As we know, we generally use $Data/Context/DataItem/EventDescription$ to get to the event description.  And this was, in fact, what I was using.  But, as we know, this was giving us some transient information about event data corruption.

Looking at the data stream above, I highlighted in blue the relative path to the interesting data that I really want to see in my alert description.  And the highlighted green part is the real event description which should have been written to my event, and this is the part I want to use in my alert description.

If you copy the above data stream and paste it into a real XML editor, you’ll be able to see how the relative path works out.  But with the way the XML is formatted in this post, it’s difficult to follow the relative path.  That’s why I highlighted the path variables in the XML.

So we conclude that the new XPath to my event description is:

$Data/Context/DataItem/EventData/DataItem/EventData/Data$

Now, I look at my alert description in the Operations Console, and everything is looking A-OK.  No more junk about some transient issue in the event log.  Just the data that I intended to use for my alert description.

I mentioned Crimson a couple times in this post, because Crimson handles event data differently than previous version of Windows.  We have additional XPath options for accessing specific event data in Crimson, which makes it possible to resolve even this data that is detailed as corrupt.  For this reason, the XPath I’m talking about here will not work in previous versions of Windows!  Which means if you want to use this XPath, you’ll either need to target objects hosted on Windows 2008 or use some other logic in your workflow to resolve the correct XPath for the version of Windows you are using.

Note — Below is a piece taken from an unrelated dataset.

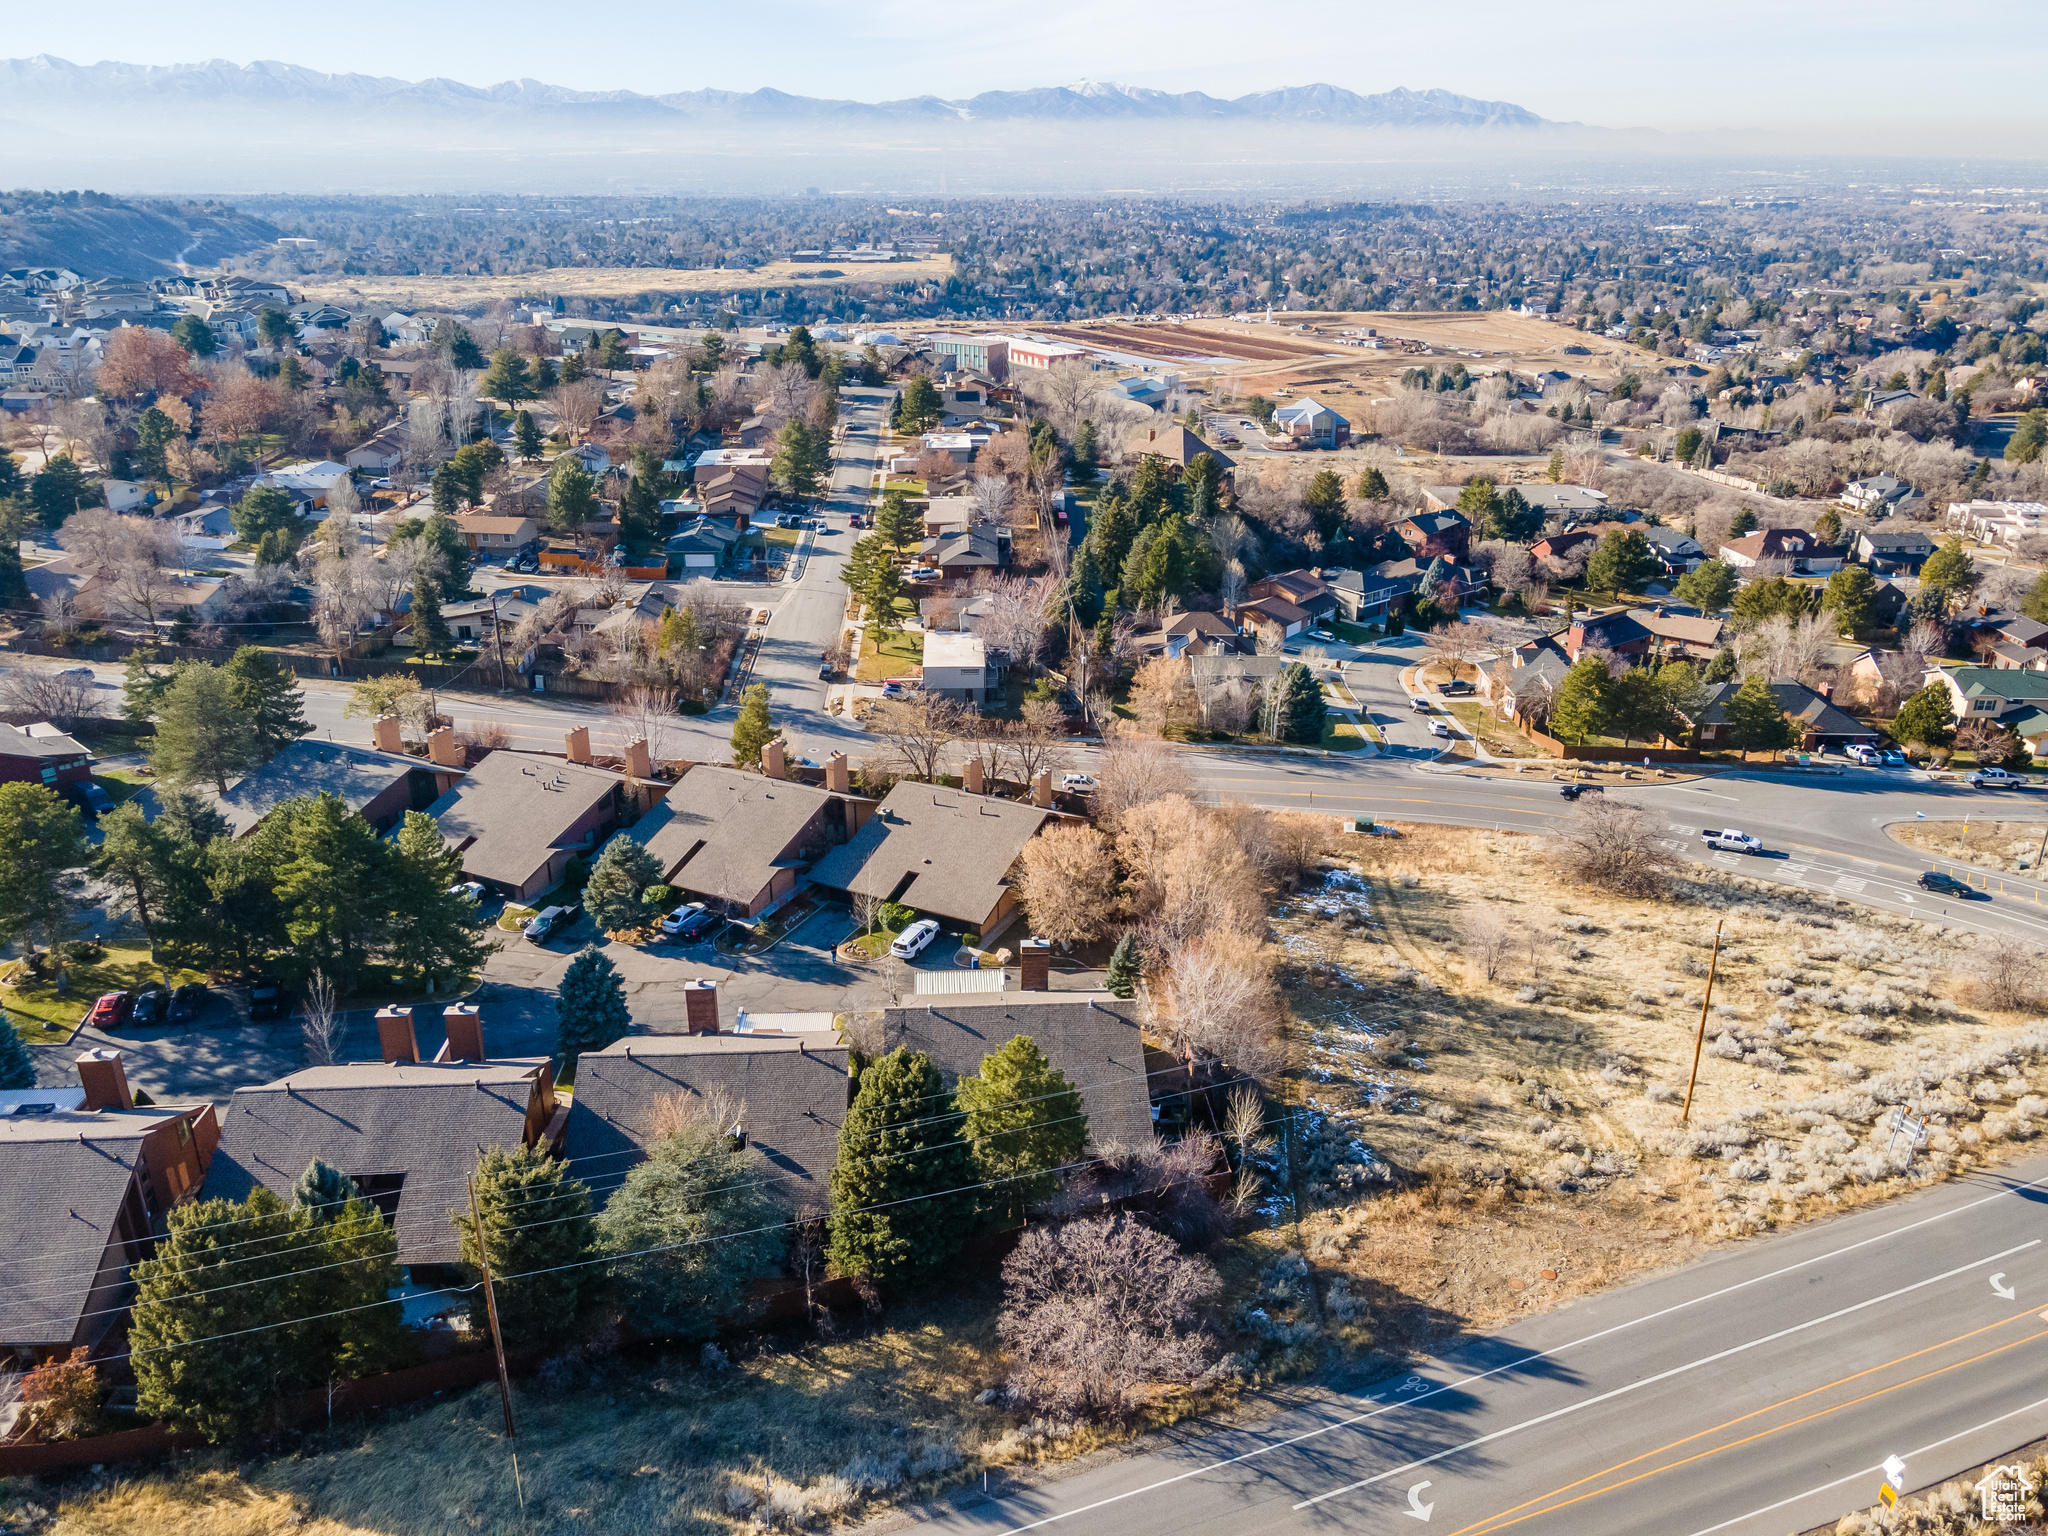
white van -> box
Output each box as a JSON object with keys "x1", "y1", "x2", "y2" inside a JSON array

Our very own Christopher Weidman wrote up a very detailed post about authoring event data in SCOM.  A must read if you’re interested in all the internals and nuances of Windows event data, especially as it relates to Crimson.

The lesson here is that there are many good suggestions about XPath variables.  But, these can change depending on your workflow composition.  One sure way to really know how to resolve a data item via XPath, is to see runtime data using Workflow Simulator.